Sedikit perkenalan mengenai algoritma optimisasi koloni semut.
Jadi begini. Ada algoritma yang dinamakan Ant Colony Optimisation (ACO). Katakan sekelompok semut ingin berburu makanan di N dan membawanya ke sarang F dengan peta seperti tergambar di bawah ini. Tiap kali semut berjalan, ia akan meletakkan feromon di tanah yang menarik semut berikutnya untuk mengambilnya. Ini adalah cara berkomunikasi secara stigmergis, yaitu dengan memodifikasi lingkungan. Pada tahap awal pencarian, semut-semut akan menunjukkan pola pemilihan jalur yang acak. Secara teoritis, probabilitas seekor semut untuk memilih jalur yang tersedia (misalnya dalam gambar di bawah ini ada 4) adalah 100% dibagi jumlah jalur. Namun, karena satu dan lain hal™, semut-semut cenderung memilih salah satu jalan. Akibatnya, feromon di jalur itu menjadi lebih banyak daripada feromon di jalur lain, dan pada kondisi akhir, mayoritas semut hanya akan melewati satu jalur.
Nah, algoritma ini juga bisa dipakai di Computer Science, misalnya untuk mencari jalur terpendek dari satu titik ke titik yang lain jika diketahui suatu graf yang memuat noktah-noktah yang mewakili lokasi dan jalur yang menghubungkan noktah-noktah tersebut. Teknik ini secara umum pertama kali diajukan oleh Marco Dorigo, yang sekarang menjadi profesor di Université Libre de Bruxelles, pada disertasi PhD-nya di Politecnico di Milano pada 1991. Seiring berjalannya waktu, algoritma ini terus dikembangkan dan variannya banyak diajukan. Salah satu implementasinya adalah Short-ACO (S-ACO). Pada teknik ini, semut secara eksplisit memiliki 2 “mode”, yaitu mode forward ketika mencari makanan, dan backward ketika kembali ke sarang. Beberapa perkembangan lain pada teknik ini adalah penghapusan kalang (jika ada) sesuai urutan jalur yang ditempuh semut, pemilihan jalur secara probabilistis ketika semut pada mode forward (pada mode ini semut tidak menjatuhkan feromon), intensitas feromon berdasarkan kualitas makanan, dan penguapan feromon yang mempengaruhi jumlah semut yang melewati sebuah jalur.
Wis semene dhisik.

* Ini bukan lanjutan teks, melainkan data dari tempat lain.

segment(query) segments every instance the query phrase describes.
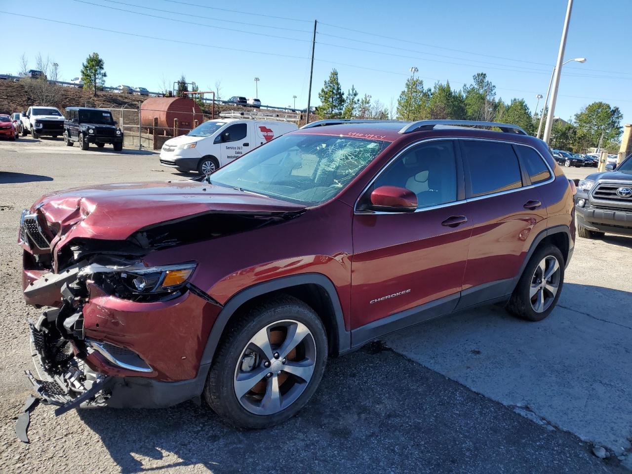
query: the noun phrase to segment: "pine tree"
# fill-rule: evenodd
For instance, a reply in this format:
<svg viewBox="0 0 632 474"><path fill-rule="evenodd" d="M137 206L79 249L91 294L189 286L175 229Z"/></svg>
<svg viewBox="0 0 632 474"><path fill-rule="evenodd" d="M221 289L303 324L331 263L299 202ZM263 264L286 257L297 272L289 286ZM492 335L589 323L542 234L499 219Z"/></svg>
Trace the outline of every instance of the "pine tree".
<svg viewBox="0 0 632 474"><path fill-rule="evenodd" d="M343 118L355 118L358 112L358 91L351 85L351 89L347 92L347 99L344 102L344 109L343 111Z"/></svg>
<svg viewBox="0 0 632 474"><path fill-rule="evenodd" d="M318 97L320 99L320 106L317 111L319 118L340 118L342 116L344 94L338 80L338 71L335 69L331 70L329 78L325 81Z"/></svg>
<svg viewBox="0 0 632 474"><path fill-rule="evenodd" d="M365 94L360 100L358 106L358 118L367 119L371 118L371 96Z"/></svg>
<svg viewBox="0 0 632 474"><path fill-rule="evenodd" d="M107 75L105 71L103 59L99 57L99 53L93 52L88 56L85 63L82 64L81 77L84 89L92 89L97 95L97 88L101 88L106 83Z"/></svg>
<svg viewBox="0 0 632 474"><path fill-rule="evenodd" d="M423 88L423 81L408 78L397 102L397 116L400 120L422 120L429 118L428 104L430 89Z"/></svg>

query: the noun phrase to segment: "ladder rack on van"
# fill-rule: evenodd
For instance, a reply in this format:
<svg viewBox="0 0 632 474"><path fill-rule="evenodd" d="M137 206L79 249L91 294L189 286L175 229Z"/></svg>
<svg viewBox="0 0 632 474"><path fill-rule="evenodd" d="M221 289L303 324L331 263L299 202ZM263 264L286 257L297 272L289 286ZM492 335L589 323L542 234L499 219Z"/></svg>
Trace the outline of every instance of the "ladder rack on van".
<svg viewBox="0 0 632 474"><path fill-rule="evenodd" d="M300 120L300 114L284 113L279 112L240 112L231 110L221 112L222 118L252 119L253 120L277 120L279 122L298 122Z"/></svg>

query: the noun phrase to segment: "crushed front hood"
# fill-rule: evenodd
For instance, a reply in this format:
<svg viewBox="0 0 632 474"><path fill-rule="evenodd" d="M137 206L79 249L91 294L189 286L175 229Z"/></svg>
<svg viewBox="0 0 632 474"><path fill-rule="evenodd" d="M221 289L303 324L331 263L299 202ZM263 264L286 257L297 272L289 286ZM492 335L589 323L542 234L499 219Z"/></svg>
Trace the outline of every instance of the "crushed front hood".
<svg viewBox="0 0 632 474"><path fill-rule="evenodd" d="M216 212L274 216L305 206L194 181L90 186L43 196L42 212L56 236L55 248L75 238L125 240L152 224Z"/></svg>

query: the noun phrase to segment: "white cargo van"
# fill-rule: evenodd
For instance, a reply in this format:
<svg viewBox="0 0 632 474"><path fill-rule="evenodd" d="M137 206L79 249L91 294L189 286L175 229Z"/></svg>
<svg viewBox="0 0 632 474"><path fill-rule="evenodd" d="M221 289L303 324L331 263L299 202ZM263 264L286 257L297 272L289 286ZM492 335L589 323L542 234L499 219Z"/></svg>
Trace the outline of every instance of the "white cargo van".
<svg viewBox="0 0 632 474"><path fill-rule="evenodd" d="M272 138L298 130L291 122L219 119L203 123L185 135L167 140L160 153L162 166L208 174Z"/></svg>

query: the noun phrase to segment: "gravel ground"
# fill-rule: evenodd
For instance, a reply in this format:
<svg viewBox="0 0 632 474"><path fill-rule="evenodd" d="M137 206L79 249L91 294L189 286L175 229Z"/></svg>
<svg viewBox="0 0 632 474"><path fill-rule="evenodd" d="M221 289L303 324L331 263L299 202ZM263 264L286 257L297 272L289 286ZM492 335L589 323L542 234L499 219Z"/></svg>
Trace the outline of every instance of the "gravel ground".
<svg viewBox="0 0 632 474"><path fill-rule="evenodd" d="M157 155L137 153L82 152L59 140L0 143L0 471L625 471L616 458L596 458L576 436L530 421L378 344L332 360L310 403L272 429L236 432L190 402L59 418L40 406L32 442L22 444L13 429L30 392L21 375L30 368L25 320L37 312L25 306L20 291L20 212L54 190L174 177Z"/></svg>

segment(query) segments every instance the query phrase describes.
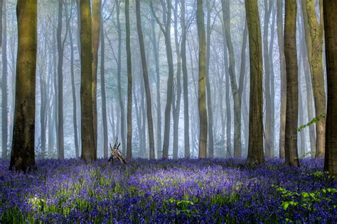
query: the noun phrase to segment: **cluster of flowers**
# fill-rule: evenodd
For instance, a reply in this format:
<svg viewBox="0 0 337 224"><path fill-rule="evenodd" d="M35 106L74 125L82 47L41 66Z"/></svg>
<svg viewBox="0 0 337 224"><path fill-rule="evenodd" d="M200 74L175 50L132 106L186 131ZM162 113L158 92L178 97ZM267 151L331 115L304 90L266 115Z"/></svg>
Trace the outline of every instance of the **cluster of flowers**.
<svg viewBox="0 0 337 224"><path fill-rule="evenodd" d="M0 160L0 223L337 221L337 182L322 160L106 162L38 160L23 174Z"/></svg>

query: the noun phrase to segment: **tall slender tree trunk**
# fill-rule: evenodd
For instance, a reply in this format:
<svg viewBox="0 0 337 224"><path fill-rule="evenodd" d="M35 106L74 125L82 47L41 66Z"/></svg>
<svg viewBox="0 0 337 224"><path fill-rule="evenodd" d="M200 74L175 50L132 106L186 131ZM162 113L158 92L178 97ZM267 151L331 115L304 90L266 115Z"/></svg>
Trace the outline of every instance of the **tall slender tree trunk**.
<svg viewBox="0 0 337 224"><path fill-rule="evenodd" d="M156 112L157 112L157 130L156 130L156 148L157 148L157 158L161 157L161 106L160 99L160 72L159 72L159 40L156 39L156 28L154 26L154 21L152 20L151 23L151 35L152 39L152 47L154 47L154 64L156 67ZM182 31L183 32L183 31ZM182 40L181 40L182 41Z"/></svg>
<svg viewBox="0 0 337 224"><path fill-rule="evenodd" d="M152 2L151 3L152 4ZM164 26L160 25L161 31L165 36L165 46L166 50L167 64L168 66L168 77L167 79L167 94L166 94L166 105L165 106L165 123L164 130L164 142L163 142L163 158L168 158L168 147L170 140L170 126L171 126L171 108L172 107L172 95L173 85L173 60L172 56L172 47L171 44L171 17L172 13L171 0L168 0L166 6L163 5L165 9L166 14L164 14ZM154 16L156 17L157 22L159 22L158 18L155 15L153 6L151 5L151 11ZM160 22L159 22L160 23ZM161 24L161 23L160 23ZM165 26L165 27L164 27Z"/></svg>
<svg viewBox="0 0 337 224"><path fill-rule="evenodd" d="M263 154L262 49L257 0L245 0L248 25L250 93L248 155L250 163L264 162Z"/></svg>
<svg viewBox="0 0 337 224"><path fill-rule="evenodd" d="M285 135L285 163L299 167L297 152L297 125L299 116L299 80L296 50L296 2L285 3L284 55L287 71L287 110Z"/></svg>
<svg viewBox="0 0 337 224"><path fill-rule="evenodd" d="M323 9L320 9L321 11ZM306 0L306 16L311 37L311 80L315 101L316 116L319 118L316 124L316 158L324 158L326 119L326 92L324 72L323 69L323 24L319 24L314 0Z"/></svg>
<svg viewBox="0 0 337 224"><path fill-rule="evenodd" d="M145 55L145 47L144 45L143 31L141 30L141 20L140 12L140 0L136 0L136 13L137 22L138 38L139 39L139 47L141 57L141 67L143 68L143 79L145 86L145 94L146 95L146 112L147 125L149 128L149 148L150 159L154 159L154 123L152 121L152 101L151 99L150 84L149 83L149 75L147 71L146 57Z"/></svg>
<svg viewBox="0 0 337 224"><path fill-rule="evenodd" d="M178 158L178 128L179 128L179 115L180 104L181 101L181 53L180 51L180 41L178 37L178 1L175 1L174 13L173 13L173 28L174 28L174 42L176 44L176 52L177 59L176 66L176 90L173 90L173 101L172 101L173 117L173 157ZM174 89L174 85L173 85ZM176 101L174 101L176 98Z"/></svg>
<svg viewBox="0 0 337 224"><path fill-rule="evenodd" d="M281 159L284 158L286 106L287 106L287 74L284 56L284 40L283 34L283 0L277 0L277 40L279 43L279 67L281 76L281 108L279 121L279 149Z"/></svg>
<svg viewBox="0 0 337 224"><path fill-rule="evenodd" d="M232 43L230 34L230 6L229 0L221 1L223 6L223 19L225 23L225 40L230 57L230 66L228 68L230 84L232 86L232 94L234 101L234 157L241 157L241 108L240 99L235 75L235 60L234 55L234 47Z"/></svg>
<svg viewBox="0 0 337 224"><path fill-rule="evenodd" d="M323 1L326 40L328 107L324 171L337 177L337 2Z"/></svg>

Ngantuk. Koreksi dipersilakan, dan terima kasih.
Kalau minta saus, silakan klik gambar di atas. 🙂
Referensi: Ant Colony Optimization
NB: Matur nuwun nggo si tong nyaring nanging berisi sing marakke aku krisis eksistensial njur sinau bab iki. Kowe wong Singapur, masiyo Cino nanging mungkin iso Boso Melayu. Ning rak kowe ra iso Basa Jawa to?
Empat jam cuma habis satu bab. 😥
Duh jadi inget, dulu
dan sekarangsaya sering iseng menghalangi barisan semut yang lagi jalan berderetan dengan naro benda di antaranya, supaya barisan itu putus 😆 . Menarik mengamatikebingunganapa yang dilakukan semut-semut itu 😛*oot* saya menghalangi semutnya pake bedak…
*digampar lambrtz*
muahahahaa… haleluya 😎
Ternyata itu melibatkan feromon… Selama ini kukira hanya komunikasi pake gesekan antena kalo ketemu semut lain saja. 😀
@Mizzy, itikkecil
Kejam! 😈
@itikkecil
Ee gakpapa kok kalau mau OOT, siapa tahu malah jadi ide baru.
@S™J
Wakaka fokusnya ke sono. 😆
@jensen99
Saya juga baru tahu waktu baca itu buku. 😀
untung algoritma macam beginian nggak diaplikasikan di bidang studi saya. kalo enggak, per segmen nggak bisa ditrace untuk pencarian jalur berdasarkan waktu tempuh tercepat dan jarak terdekat
dalam jagad coding-mu, ini murni simulasi independen atau butuh data dasar berbasis line? kalo versi kami, coding memang ada sebagai dasar proklamasi dan eksekusi, tapi tetep dengan membaca atribut pada data dasar format vektor bertipe line, dimana dalam salah satu atributnya ada field numerik berisi informasi segmen length dan field numerik yang mewakili waktu tempuh.